In the course of the project, we found missing values and anomalies in the data. We replaced missed values in `days_employed` and `total_income` with medians by income type. We handled the anomalies in the `dob_years`, `children`, and `gender` columns. Then we changed the data type in the `total_income` column to 'int'. After that, we removed the explicit and implicit duplicates and added income categories, the purpose of the loan, and the number of children categories.

After the analysis we obtained the following results:

1. Clients without children are more likely to repay the loan on time. The share of late payments is lower among families with many children than among families with 1-2 children.
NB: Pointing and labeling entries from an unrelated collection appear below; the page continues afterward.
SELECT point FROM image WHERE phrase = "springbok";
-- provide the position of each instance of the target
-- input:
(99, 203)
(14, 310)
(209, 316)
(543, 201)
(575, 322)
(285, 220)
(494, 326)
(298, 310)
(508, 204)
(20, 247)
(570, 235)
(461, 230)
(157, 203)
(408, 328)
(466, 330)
2. Unmarried and married clients have more debts than other categories. Widows/widowers are more likely to repay loans on time.

3. Contrary to expectations, the results show that there is no clear linear relationship between the level of income and the repayment of the loan on time. While, as expected, the lowest-income clients are more likely to default, the highest-income clients are also quite likely to default on loans.

4. Real estate loans are more likely to be returned on time than car and education loans.

Also, in the course of the study, we found a relation between gender and loan repayment on time. Thus, men are more likely to delay a loan payment than women.